さて、Sarahに関して言えば、この日の講師が「困難な保護者」を演じた時も、彼女は非常に毅然とした態度で臨んでいました。決して保護者に迎合せず、真っすぐに自分の意見を伝え、保護者の無理なお願いには「それはできません、何故なら…」と凜とした態度で応えます。その姿勢は講師からも非常に評価されていました。

教師としてのプロフェッションを行使すること

オランダの小学校や中学校の教職員たちに話を聞くと、保護者が非常にdemanding、いわゆる要求高くなってきているという声をたくさん聞きます。学校で起きていることや成績について口出ししてくる保護者が増え続けるのに対して、学校現場ではそれを十分にカバーするだけの人員が足りていないという状況です。

このアンバランスはオランダだけではなく、全世界的に起きていることかもしれません。学校の外には無数の教育コンテンツがあり、子どもたちはどこでも自分たちの好きなように学ぶことが可能になりました。そうすると、保護者は心的に「学習に介入できる」という気持ちになりやすくなるのも自然なのかもしれません。

「学習の進みが悪い、不十分だ」とか「うちの子はこれだけできるのに、何故その成績になる?」など、保護者からの不満は溢れやすくなります。それもそのはず、学校に十分な人的余裕がなければ、当然のこと子どもたちを「適切に」見守ることは不可能になってきます。そしてそこに「教職志望者の減少」が拍車をかけ、教師の質が落ち、保護者の不平不満はもっと増えるのではないでしょうか。

一方で、講師の女性が話していたのは「だからと言って、教師のプロフェッションを手放すべきでない」ということだったように思います。もちろん、教師がいつも正しい訳でも、保護者がいつも間違っている訳でもありません。逆も然りです。

ただ、この不確かで多様な時代に、教師に降りかかる全ての意見を取り入れることがそもそも可能なのか?ということです。仮に、保護者の不平不満が「教育者」という観点からではなく「我が子を思うが故に」という愛情からなのであれば、そこで「教育者」ができることとは何なのでしょうか?

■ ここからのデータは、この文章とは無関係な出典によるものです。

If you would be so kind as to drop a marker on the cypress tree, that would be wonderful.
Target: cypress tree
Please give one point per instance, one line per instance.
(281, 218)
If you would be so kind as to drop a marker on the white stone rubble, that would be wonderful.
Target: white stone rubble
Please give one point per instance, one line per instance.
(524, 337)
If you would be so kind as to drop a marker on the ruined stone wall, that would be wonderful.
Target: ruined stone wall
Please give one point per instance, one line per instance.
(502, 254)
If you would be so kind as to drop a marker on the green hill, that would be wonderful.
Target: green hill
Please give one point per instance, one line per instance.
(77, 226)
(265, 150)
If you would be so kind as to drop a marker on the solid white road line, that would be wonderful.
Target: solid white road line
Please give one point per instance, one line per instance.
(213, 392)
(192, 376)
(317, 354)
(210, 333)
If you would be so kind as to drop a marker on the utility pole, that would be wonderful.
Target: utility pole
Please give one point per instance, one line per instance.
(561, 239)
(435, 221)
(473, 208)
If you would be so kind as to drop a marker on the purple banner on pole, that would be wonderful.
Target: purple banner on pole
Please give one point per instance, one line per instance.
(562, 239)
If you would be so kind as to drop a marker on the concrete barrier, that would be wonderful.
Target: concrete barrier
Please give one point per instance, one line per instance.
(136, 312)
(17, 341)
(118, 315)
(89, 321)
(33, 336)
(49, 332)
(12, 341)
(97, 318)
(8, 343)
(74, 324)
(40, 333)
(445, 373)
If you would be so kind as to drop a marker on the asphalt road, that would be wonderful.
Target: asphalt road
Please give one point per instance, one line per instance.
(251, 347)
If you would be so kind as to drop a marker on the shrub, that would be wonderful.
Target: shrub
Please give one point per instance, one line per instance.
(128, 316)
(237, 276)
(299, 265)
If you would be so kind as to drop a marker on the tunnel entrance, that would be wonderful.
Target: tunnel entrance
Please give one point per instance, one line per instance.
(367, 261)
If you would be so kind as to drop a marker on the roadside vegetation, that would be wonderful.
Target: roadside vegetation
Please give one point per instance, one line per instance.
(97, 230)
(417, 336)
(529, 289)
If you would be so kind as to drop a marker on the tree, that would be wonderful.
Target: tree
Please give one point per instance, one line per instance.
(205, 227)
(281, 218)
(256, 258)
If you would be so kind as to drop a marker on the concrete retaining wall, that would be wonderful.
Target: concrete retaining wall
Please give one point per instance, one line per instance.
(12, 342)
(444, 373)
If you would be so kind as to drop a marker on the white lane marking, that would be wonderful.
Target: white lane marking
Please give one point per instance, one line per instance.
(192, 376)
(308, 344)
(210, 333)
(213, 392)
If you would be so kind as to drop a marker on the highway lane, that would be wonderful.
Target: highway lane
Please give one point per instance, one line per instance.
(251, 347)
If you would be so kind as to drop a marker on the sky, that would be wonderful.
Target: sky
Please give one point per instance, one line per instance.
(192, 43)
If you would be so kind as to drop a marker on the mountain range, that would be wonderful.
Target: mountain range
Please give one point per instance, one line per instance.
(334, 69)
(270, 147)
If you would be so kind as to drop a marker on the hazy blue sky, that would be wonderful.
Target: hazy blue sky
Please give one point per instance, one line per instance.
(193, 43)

そして、そういった保護者からの意見や不平不満が無数に降りかかるとするならば、それは教師としてのあり方、見せ方、振る舞い方が保護者にそういった行動を促しているのではないか?彼女の言葉は「教師」という社会的ステータスを取り戻すために教師には何ができると思うか?

そういった問いに聞こえました。

とはいえ、これは1つの例である

とはいえ、全ての教職員がSarahのように振る舞うことが可能かと言えばそうではないでしょう。この日の講師が提供したのは「一つの例」であって、全ての教職員が取り入れるべきものだとは思いません。彼女は教職員に「一つの考える種」を与えたのだと思います。

個人的には、この講師の発言に納得する部分はいくつかありました。教師がいわゆる「サービス業化」してしまったのは、大きく言えば国の教育政策、小さく言えば学校側の姿勢と教師側にも原因があると思います。特に日本では「熱心な先生が良い先生」と言わんばかりに、金八先生やGTO、ごくせんなどの"教師もの"が流行し、365日24時間、自らの時間を犠牲にしてでも生徒に尽くす先生が「熱心で良い先生」と思われがちです。

私には(私も含め)多くの人たち、多くのコンテンツがその責任を担っているように見えます。

オランダの教師像はそこまでいかないにしても、我が子への愛情を「特別なもの」とみなし、学校に対して無理難題を押し付ける保護者も多いと聞きます。ただ、それを適切に処理するためには、それだけの「余裕」が学校現場に必要です。そしてそれは学校現場だけでは解決できないものであることも事実なのかもしれません。

「明日から使える」学校研修

他にも色んな話を聞きましたが、ちょこっと参加してみて感じたのは、学校研修で学び得たものは「明日から使える」と感じるものだったことでした。机上の空論でも、本の中だけに存在するような理論でもなく、「明日からやってみよう」そう思えるような話だったということです。

参加していた教職員はノートやメモを取ることもほとんどしていませんでしたが、講師と盛んに対話し議論することで意欲的に学んでいるように見えました。

自分が学校で働いていた時の研修とは全く異なっていた学校研修。ストレートな物言いをする人が多いと言われるオランダという国で、教職員が疑問や課題を講師にぶつけながら「私たちはどうやってこの学校を良い学校にしていくのか」という建設的な議論がなされているところに、この国の国民性を感じた1日でした。